The Moose longs for leadership that can unite America.
Many ask the Moose why he has so much respect and admiration for John McCain. The simple answer is that Senator McCain has the unique ability to bring Americans together again. He is a profound patriot who puts country first.
Throughout his political carrier, he has reached across party and ideological lines to attempt to find solutions. And he has worked to reconcile differences that were thought to be impossible to heal.
Today, Senator McCain delivered an extraordinary address at Liberty University. It should be read by all Americans. It is a message of national unity in the face of the security challenges that confront our nation. The speech is a call for putting our differences in perspective and appreciating what we have in common,
"We have so much more that unites us than divides us. We need only to look to the enemy who now confronts us, and the benighted ideals to which Islamic extremists pledge allegiance -- their disdain for the rights of Man, their contempt for innocent human life -- to appreciate how much unites us...
"Let us exercise our responsibilities as free people.
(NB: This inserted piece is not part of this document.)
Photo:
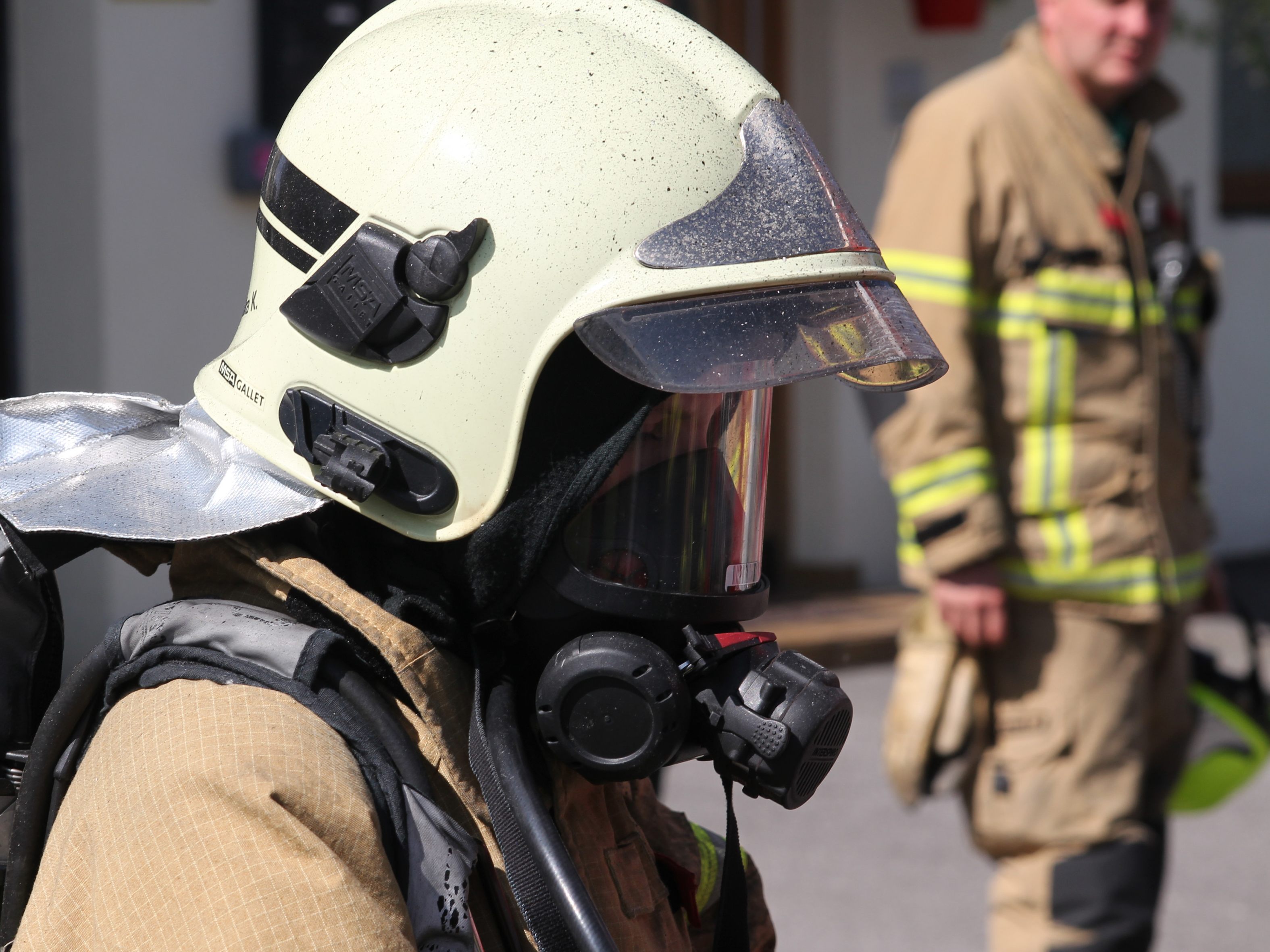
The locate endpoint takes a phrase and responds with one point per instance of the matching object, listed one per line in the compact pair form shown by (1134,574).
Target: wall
(841,52)
(133,254)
But let us remember, we are not enemies. We are compatriots defending ourselves from a real enemy. We have nothing to fear from each other. We are arguing over the means to better secure our freedom, promote the general welfare and defend our ideals. It should remain an argument among friends; each of us struggling to hear our conscience, and heed its demands; each of us, despite our differences, united in our great cause, and respectful of the goodness in each other. I have not always heeded this injunction myself, and I regret it very much."
The speech closes with the Senator describing his relationship with David Ifshin, an anti-war activist whose statements were exploited by McCain's Vietnamese captors when he was in prison. He speaks movingly of his reconciliation with Ifshin,
"We met some years later. He approached me and asked to apologize for the mistake he believed he had made as a young man. Many years had passed since then, and I bore little animosity for anyone because of what they had done or not done during the Vietnam War. It was an easy thing to accept such a decent act, and we moved beyond our old grievance...
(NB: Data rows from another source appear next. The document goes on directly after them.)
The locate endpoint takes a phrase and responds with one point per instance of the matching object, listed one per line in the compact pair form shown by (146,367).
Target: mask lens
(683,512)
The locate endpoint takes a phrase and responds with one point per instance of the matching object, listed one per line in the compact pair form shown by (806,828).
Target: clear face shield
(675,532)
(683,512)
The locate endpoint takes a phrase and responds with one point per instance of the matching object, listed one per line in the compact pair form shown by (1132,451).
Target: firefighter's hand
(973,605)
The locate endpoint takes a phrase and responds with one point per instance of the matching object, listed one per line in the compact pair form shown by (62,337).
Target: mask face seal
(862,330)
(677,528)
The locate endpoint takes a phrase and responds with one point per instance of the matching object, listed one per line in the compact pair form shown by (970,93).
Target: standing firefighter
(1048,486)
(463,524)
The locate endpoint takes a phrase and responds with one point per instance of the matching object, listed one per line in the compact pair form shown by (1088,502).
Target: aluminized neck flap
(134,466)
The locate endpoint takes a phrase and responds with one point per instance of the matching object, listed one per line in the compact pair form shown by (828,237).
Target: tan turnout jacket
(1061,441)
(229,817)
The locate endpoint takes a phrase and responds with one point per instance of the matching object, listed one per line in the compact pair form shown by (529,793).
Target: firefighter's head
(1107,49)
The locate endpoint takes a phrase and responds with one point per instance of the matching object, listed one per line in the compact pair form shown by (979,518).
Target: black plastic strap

"We worked together in an organization dedicated to promoting human rights in the country where he and I had once come for different reasons. I came to admire him for his generosity, his passion for his ideals, for the largeness of his heart, and I realized he had not been my enemy, but my countryman . . . my countryman . . . and later my friend. His friendship honored me. We disagreed over much. Our politics were often opposed, and we argued those disagreements. But we worked together for our shared ideals. We were not always in the right, but we weren'’t always in the wrong either, and we defended our beliefs as we had each been given the wisdom to defend them.
"David remained my countryman and my friend, until the day of his death, at the age of forty-seven, when he left a loving wife and three beautiful children, and legions of friends behind him. His country was a better place for his service to her, and I had become a better man for my friendship with him. God bless him."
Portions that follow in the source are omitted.